La 317e Section (film)
La 317e Section est un film franco-espagnol réalisé par Pierre Schoendoerffer, sorti en 1965, adapté de son propre roman publié en 1963.
Synopsis
Commentaires
Le film vu par Alain de Benoist, qui signait alors Fabrice Laroche :
La guerre. La vraie. Les hommes de la 317e section seront morts au soir de leur retraite. On le sait. Dans le film de Schoendoerfer, pas d'apologie, pas d'apothéose. Des images. La mousson. Retraite. Radios étrangères grésillant dans la jungle. Une colonne dans la guerre d'Indochine, à demi-composée de supplétifs indigènes. La fin des combats quand les postes du Delta tombent les uns après les autres. Silence bruissant. Et la mort: moite, humide, spongieuse, étouffée. Dien-Bien-Phú est tombé. Ni actions ni bagarres exaltantes, dans « la 317e section » : ce serait une erreur de les y aller chercher.
Est-ce un documentaire ? Le seul engagement des armes détonne presque. Rien ici d'Hollywood. Finis les films américains. Ici, la caméra se fait oublier. On a des yeux, un fusil, des jumelles et c'est tout. C'est vrai, et pour cela c'est beau. La vérité. Vous voulez savoir ce que font des hommes qui se battent? Allez voir « la 317e section ». Rien de commun avec la guerre du Pacifique, façon Goldwyn-Mayer. Pas de bons aumôniers ni de vilains Japonais. La mer de Corail. Une fille dans chaque port. Cinémascope. Marines en chambrée, jungle en studio, la garde meurt mais ne se rend pas : zéro. Ni trompettes, ni renfort de dernière minute. Nulle concession au spectateur. Pas de mythes, des hommes. La guerre vraie, en face. La guerre, quoi !

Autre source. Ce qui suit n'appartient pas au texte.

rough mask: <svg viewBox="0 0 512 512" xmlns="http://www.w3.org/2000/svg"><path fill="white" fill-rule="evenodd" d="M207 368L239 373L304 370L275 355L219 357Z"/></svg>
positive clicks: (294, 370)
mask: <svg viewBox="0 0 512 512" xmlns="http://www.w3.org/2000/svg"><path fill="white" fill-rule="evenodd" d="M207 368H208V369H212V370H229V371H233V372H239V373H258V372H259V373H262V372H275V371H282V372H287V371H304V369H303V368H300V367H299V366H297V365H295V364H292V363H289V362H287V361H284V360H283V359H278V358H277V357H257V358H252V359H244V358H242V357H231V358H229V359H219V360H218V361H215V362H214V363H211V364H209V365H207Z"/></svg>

Pierre Schoendoerffer a longtemps porté son film. C'est une guerre qu'il avait dans la peau depuis qu'il l'avait faite, comme une fièvre inguérissable. Il l'a tourné comme on forme un commando. Avec des vraies balles, des vrais combats, de vraies marches. Les acteurs devaient s'en sortir, et pas seulement à l'écran. Schoendoerffer a été hospitalisé un mois à Pnom-Penh. Pluie et mousson. Paludisme. Schoendoerfferer a revécu son aventure. Il lui a fallu 1O ans. Une date dans l'histoire du cinéma. Un Français a fait un film de guerre. Le genre était réservé jusqu'ici à MM Hawks, Fuller Maun & Cº, et ils remplissaient mal leur rôle. Les Français n'ont pas le sens du tragique. C'est ainsi. Le cinéma français manque de vraie puissance, de révolte et de colère. Je ne pense pas que la France fasse jamais « Potemkine » ou « Tchapaiev », Elle a autre chose à apporter. « La 317e section », par exemple. Schoendoerffer a prouvé qu'il y avait autre chose à faire dans notre pays que stéréotyper Fernandel, exporter Gabin, aligner les cocufiages gaulois qui concurrencent les vies édifiantes de la petite sœur Thérèse …
On a pu reprocher à Schoendoerffer de n'avoir pas été plus politique. Son film n'est pas plus politique, au sens étroit, qu'il n'est film d'action. Schoendoerffer reste au plan du comportement. Restons-y. Libre à nous, dans cette aventure de quelques hommes blancs du bout du monde, de trouver une signification politique beaucoup plus grave. La guerre abolit les idées périmées. Impose des valeurs. « La 317e section » montre deux hommes de guerre. Le sous-lieutenant Torrens sort de Coëtquidan. En quelques jours, il grandit moralement, se forge si l'on veut, autant qu'il diminue physiquement. Son caractère évolue, vieillit par à coups. L'adjudant Willsdorf est permanence. Il est né pour se battre et se bat bien. De la guerre de l'adversaire, il dit : « Ils la font bien, les fumiers ! ». Les Français comprennent-ils la guerre ? Willsdorf se sent étranger au milieu d'eux. Pour parler du pays des allocations familiales et du confort Léviatan, il a les mots de Drieu. « Tout chambarde dans le monde, mais ici rien ne bouge », écrivait-il, en examinant les faces veules et les silhouettes voûtées. Du front russe en Indochine, Willsdorf n'a connu que des défaites ; il mourra en Algérie. Voici renaître avec lui le guerrier. Drieu dit aussi : « Il vaut mieux ne pas faire la guerre, mais si on la fait, il faut la faire complètement », Bien, mal, perdent leur sens. La guerre ne souffre pas d'interprétations morales. On vit, donc on se bat[1].
Notes et références
- ↑ Europe-Action, no 29, mai 1965, p. 17.